One of the most popular question patients ask us in our clinical practice is, "What do you think about the Atkins Diet?" We would like to restate the question and give a response that, hopefully, puts some of the hype into perspective.
First, clear definitions are important when asking and answering this question. There is a wide spectrum of low-carbohydrate/high-protein diets ranging from the literal Atkins diet as prescribed, to the eating pattern recommended for diabetics, who need to be especially careful about foods that affect their blood sugar (primarily carbohydrates). Other choices include Protein Power, Sugarbusters, The Zone, and the many variations of these specific plans that people adapt for themselves in the process of making a diet work for them.

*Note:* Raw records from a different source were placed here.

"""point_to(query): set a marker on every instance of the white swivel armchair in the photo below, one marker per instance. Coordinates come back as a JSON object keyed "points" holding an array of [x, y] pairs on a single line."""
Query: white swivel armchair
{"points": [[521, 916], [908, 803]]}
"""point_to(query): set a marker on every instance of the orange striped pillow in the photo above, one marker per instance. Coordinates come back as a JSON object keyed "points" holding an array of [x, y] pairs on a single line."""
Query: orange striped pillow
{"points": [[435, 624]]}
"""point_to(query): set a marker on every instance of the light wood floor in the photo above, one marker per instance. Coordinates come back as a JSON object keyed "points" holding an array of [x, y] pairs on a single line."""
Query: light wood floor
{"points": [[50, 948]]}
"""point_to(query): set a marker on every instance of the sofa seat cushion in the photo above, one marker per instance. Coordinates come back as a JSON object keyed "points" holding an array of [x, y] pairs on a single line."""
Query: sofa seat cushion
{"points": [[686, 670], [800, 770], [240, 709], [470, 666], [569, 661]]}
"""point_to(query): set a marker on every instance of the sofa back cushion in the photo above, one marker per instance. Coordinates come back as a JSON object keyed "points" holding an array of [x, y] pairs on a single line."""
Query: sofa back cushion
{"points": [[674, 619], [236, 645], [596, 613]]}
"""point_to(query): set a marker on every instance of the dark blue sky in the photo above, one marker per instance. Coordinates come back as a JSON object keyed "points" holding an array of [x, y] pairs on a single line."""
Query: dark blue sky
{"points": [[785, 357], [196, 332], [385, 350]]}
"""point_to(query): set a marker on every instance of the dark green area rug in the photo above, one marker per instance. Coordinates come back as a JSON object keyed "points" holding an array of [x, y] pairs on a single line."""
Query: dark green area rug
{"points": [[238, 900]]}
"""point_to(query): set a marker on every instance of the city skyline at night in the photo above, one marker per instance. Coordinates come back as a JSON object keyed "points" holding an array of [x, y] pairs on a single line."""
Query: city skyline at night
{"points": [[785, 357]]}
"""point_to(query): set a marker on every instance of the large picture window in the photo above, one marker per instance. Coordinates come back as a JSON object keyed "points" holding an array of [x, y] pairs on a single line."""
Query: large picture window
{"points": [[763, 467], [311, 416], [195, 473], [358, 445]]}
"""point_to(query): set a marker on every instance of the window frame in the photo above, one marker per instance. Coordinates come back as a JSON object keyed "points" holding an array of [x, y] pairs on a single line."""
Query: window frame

The major advantage of a low-carbohydrate/high-protein diet is that it eliminates, or at least severely restricts, refined carbohydrates. Refined carbohydrates (such as white bread, white rice, white pasta, most crackers, tonic, sweets, jams and jellies) give you a sugar jolt. By reducing these types of carbohydrates, the blood sugar and insulin levels can be better controlled. In addition, there are other potential health benefits, such as weight loss and reduced blood-triglyceride levels. The down side to the carb-free or very-low-carb diets is that in eliminating all or most carbohydrates, you do so at the expense of some healthier carbs that are found in fruits, vegetables and whole grains (such as brown rice, stoned ground whole grain bread, whole wheat pasta and the like).